Feeding Hungry People While Feeding the Future

Below is the second installment of MFAN’s blog series highlighting the reform aspects of Feed the Future, the United States Government’s global hunger and food security initiative. Feed the Future incorporates many key reform principles such as components of country ownership, strong monitoring and evaluation, and leveraging partnerships for enhanced results. To read the first blog in the series, Feed the Future: A Promising New Model of Development, click here. In this week’s post, Rick Leach, President and CEO of World Food Program USA focuses on both the short and long-term goals for food security as well as the importance of a comprehensive approach.

As Mr. Leach says, “This comprehensive approach makes foreign assistance more effective and leads to increased economic growth, which can open new markets for U.S. products and create new jobs at home.”

A Guest Blog Post by Rick Leach, President and CEO

World Food Program USA

The United States has been a long-standing leader in providing emergency food assistance to people in need around the world. From the food assistance provided under the Marshall Plan, which helped ensure prosperity for a generation of Europeans, to the lifesaving food provided in the wake of last year’s devastating earthquake in Haiti, U.S. food assistance has enjoyed decades of bipartisan support.

In recent years, support for food assistance has been unprecedented, as its efficiency and effectiveness continues to improve. Food is now reaching hungry people in need more quickly and more efficiently than ever before. The United States has increased the flexibility of food assistance by expanding prepositioning, so food is nearby when emergencies strike. And with U.S. cash-based assistance food also can be purchased locally, helping to revive and support local economies.

Now, with the administration’s new Feed the Future Initiative, the United States has matched its longstanding commitment to saving and rebuilding lives during emergencies with robust support for efforts to tackle an underlying cause of hunger.

AFG_200306_WFP-Alejandro_Chicheri_0014WFP/Alejandro Chicheri

During the 2008 food price crisis, the world witnessed the destabilizing effects that food insecurity had on the world’s poorest people, causing riots in 40 countries. In response the United States and G8 leaders issued a call to action: improved global food security would require a comprehensive approach, one which combined short-term food assistance with long-term development initiatives. This call to action has resulted in an unprecedented consensus on how to effectively address global hunger, from government leaders to recipient countries and international development organizations. The U.S. response to this call to action is Feed the Future, which complements U.S. food assistance with investments in nutrition and agricultural development to comprehensively address the short and long-term impacts of hunger.

The United States and its partners are now employing this multifaceted approach to solve hunger in countries around the world, including Afghanistan where the United States is tailoring its assistance to meet diverse needs on the ground. In cities, such as Kabul, where markets continue to function, the most food insecure families receive vouchers, which enable them to purchase food from local retailers, thereby bolstering local markets. In order to maintain food security and rebuild lives and communities after emergencies, vulnerable populations are provided with food in exchange for their participation in training programs or infrastructure projects, which helps strengthen the capacity of the Afghan people and build the Afghan economy.
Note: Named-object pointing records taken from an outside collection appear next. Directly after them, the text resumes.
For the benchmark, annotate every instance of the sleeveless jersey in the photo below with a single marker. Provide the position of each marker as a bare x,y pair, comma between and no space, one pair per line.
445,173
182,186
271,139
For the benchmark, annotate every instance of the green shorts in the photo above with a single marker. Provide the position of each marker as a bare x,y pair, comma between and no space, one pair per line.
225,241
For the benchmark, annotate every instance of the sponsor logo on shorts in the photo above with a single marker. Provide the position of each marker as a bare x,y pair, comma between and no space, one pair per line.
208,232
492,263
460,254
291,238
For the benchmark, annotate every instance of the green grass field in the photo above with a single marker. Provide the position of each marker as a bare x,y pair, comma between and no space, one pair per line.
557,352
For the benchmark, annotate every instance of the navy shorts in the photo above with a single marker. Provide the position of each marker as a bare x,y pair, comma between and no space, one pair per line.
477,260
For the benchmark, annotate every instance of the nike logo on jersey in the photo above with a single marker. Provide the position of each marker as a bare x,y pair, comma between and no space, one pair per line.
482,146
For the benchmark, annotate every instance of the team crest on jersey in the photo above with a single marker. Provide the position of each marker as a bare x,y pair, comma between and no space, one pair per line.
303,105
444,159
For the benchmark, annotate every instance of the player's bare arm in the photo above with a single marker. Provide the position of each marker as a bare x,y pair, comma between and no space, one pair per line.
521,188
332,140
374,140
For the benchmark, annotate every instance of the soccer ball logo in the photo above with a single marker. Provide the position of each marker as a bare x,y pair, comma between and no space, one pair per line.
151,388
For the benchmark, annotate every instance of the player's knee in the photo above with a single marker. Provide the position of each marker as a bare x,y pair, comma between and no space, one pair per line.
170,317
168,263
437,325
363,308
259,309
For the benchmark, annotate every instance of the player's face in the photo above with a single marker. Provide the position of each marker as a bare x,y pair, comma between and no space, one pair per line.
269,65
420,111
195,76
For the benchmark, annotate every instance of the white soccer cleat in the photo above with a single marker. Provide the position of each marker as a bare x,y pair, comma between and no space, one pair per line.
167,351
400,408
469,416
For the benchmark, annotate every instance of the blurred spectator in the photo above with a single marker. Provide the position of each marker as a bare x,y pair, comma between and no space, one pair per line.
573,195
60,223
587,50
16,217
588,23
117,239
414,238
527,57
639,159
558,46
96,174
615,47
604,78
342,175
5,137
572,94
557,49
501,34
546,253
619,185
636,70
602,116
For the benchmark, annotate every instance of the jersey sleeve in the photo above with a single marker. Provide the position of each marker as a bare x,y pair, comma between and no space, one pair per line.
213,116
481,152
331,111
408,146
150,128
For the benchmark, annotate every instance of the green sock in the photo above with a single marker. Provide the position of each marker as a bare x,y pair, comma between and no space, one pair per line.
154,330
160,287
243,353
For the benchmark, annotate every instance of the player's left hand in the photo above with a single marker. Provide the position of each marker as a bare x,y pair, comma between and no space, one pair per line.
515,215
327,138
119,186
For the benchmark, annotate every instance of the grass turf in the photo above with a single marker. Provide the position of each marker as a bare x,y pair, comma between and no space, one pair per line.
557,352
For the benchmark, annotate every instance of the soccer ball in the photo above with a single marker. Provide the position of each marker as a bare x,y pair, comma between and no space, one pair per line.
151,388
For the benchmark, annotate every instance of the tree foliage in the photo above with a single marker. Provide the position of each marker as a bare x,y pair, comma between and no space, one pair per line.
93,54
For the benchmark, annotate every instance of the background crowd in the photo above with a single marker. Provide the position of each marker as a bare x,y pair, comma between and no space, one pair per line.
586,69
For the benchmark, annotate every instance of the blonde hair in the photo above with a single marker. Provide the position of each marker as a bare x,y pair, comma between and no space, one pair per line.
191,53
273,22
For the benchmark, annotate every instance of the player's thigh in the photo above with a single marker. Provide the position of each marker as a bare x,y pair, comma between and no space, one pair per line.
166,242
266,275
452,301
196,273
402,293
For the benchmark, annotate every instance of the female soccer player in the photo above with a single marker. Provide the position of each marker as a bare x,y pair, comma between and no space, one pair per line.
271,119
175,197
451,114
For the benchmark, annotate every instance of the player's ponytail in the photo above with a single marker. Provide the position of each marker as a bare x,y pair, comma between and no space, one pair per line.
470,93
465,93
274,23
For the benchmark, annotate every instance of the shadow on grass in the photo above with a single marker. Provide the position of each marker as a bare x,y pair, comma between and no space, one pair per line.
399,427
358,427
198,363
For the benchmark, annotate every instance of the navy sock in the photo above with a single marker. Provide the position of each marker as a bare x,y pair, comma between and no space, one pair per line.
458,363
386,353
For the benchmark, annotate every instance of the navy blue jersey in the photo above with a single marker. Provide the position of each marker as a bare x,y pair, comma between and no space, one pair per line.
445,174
U.S. anti-hunger initiatives also provide children in Afghanistan with food assistance specific to their needs. If children do not receive proper nutrition during the first 1,000 days of life (from conception to two years of age) they can suffer permanent mental and physical damage. Therefore, young children and mothers receive nutrient-rich food and nutritional products to ensure proper early development. In support of national efforts to strengthen the education system, school-age children are also encouraged to attend school with the promise of a meal. This not only increases enrollment, especially for girls, but also improves cognition so children are able to learn and retain information.

Finally, the United States and its partners are now embarking on a global effort to expand agricultural and rural development. One example of an innovative program is the World Food Program’s (WFP) Purchase for Progress initiative, supported by the United States and other donors, which has begun purchasing wheat directly from small-scale Afghan farmers. This initiative is increasing the productivity and income of small-scale farmers, improving their long-term food security. In turn, the wheat purchased by WFP has been used to provide assistance to Afghan families affected by flooding and to produce fortified biscuits for school meals programs.

This comprehensive approach makes foreign assistance more effective and leads to increased economic growth, which can open new markets for U.S. products and create new jobs at home. And by more effectively addressing emergency needs and transitioning countries to stable, productive societies, the United States is also building peace around the world. This means improved national security and as Defense Secretary Robert Gates has said, “development is a lot cheaper than sending soldiers.” These investments are small but the reward is great. Providing food for hungry people today while growing food to feed future generations is not just the right thing to do, it’s the smart thing to do.